Pixar’s Scottish Adventure! – Brave Movie Review

At this year’s Sydney Film Festival following our interview with Billy Connolly, we had the chance to see Pixar’s 13th creation Brave at the Australian premiere of the film. This is our review of the film – but as usual – no matter what we say; we recommend that you still go to your local cinema and see the film because: There is no better critic than yourself!

Brave is the new animation from the masterminds behind Wall-E, Up and The Incredibles. It is the story of Merida (Kelly Macdonald), a Scottish princess, daughter of the legendary Bear killer King Fergus (Billy Connolly) who wants to master her own destiny after she finds out that she must marry a warrior from one of the 3 clans which is a rule set by her strict Queen Mother Elinor (Emma Thompson). But Merida, a spirited girl gifted at archery decides to run away and find a way to convince her mother to break such awful tradition.
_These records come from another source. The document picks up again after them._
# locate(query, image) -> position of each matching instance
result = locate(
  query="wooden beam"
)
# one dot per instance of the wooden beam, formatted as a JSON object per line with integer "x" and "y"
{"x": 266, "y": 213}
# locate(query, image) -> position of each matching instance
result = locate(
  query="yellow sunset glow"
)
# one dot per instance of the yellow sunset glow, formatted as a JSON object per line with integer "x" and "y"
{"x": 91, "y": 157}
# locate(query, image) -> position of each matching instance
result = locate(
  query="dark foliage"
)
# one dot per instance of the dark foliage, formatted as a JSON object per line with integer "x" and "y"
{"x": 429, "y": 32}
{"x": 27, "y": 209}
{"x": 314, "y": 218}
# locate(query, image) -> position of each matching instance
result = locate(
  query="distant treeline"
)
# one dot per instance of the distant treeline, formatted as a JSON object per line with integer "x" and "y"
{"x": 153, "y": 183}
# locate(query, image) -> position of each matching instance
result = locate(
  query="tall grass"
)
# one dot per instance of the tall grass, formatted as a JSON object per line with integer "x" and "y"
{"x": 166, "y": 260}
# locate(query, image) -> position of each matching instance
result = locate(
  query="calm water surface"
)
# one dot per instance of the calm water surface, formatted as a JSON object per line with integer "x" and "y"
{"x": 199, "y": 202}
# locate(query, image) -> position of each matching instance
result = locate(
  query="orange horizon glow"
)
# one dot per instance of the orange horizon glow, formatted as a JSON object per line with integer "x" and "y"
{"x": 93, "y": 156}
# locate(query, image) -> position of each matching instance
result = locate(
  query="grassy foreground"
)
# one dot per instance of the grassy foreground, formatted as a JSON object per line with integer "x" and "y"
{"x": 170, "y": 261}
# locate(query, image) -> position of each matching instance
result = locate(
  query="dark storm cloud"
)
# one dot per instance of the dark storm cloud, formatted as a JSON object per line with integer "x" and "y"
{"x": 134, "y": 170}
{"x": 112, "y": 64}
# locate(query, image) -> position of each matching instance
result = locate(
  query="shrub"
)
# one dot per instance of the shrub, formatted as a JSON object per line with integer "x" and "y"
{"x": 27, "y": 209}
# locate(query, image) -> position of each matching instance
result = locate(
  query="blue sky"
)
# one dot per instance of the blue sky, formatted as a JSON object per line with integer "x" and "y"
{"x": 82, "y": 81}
While in the forest, she meets a witch who might have the solution to her trouble by cursing her mother to have an accident, possibly changing her destiny for good or for bad.

Brave has a very simple plot where the mother-daughter relationship is the center of the story highlighting female characters while the male ones are more decorative and used to bring the humor to the film, such as the very funny King Fergus, a true warrior who loves to eat, party all day and enjoys a good fight.

The film is not as moving as Wall-E or Up but it still stands in its own way, exploring a new area for Pixar, using strong female characters and less comedy, making the film very dark and scary sometimes for kids. It is essentially a classic princess story closer to Disney style instead of Pixar which might or might not be enjoyed by die-hard Pixar fans.

Yet despite not having big Hollywood stars behind the microphone, the voice cast is a very clever selection of the fantastic Billy Connolly whose character fits him perfectly and an even better Emma Thompson and Kelly Macdonald as the female leads speaking in perfect Scottish accents. Their performance is so brilliant that you don`t even notice who the rest of the voice cast is, which includes Robbie Coltrane and Craig Ferguson.

In terms of animation, Pixar once again blew our minds with visually stunning sequences and unique textures and lighting, using some sinister touches for this film specifically. The art direction and character design is flawless as the attention to detail begins from the hair on each character to the digital backgrounds creating marvelous Scottish styled landscapes.

Overall Brave is an enjoyable film, though lacking a certain quality which past Pixar films has (except for the disappointing Cars 2) but it is still a good story with a deep message to enter the Pixar Hall of Fame (However, the message ‘Create your own destiny’ is not used consistently, just like the concept of magic or the villain in the film – a giant black bear –  making you feel that Pixar could have extended the story for another half an hour.

Perhaps the 3D version will impress people more as we saw it in 2D at the Sydney Film Festival because from past experience, the best 3D films are usually animations. Regardless Brave is still a must see film for all Pixar lovers as it used all the signature elements to create this new adventure, without taking much risks but exploring some new features.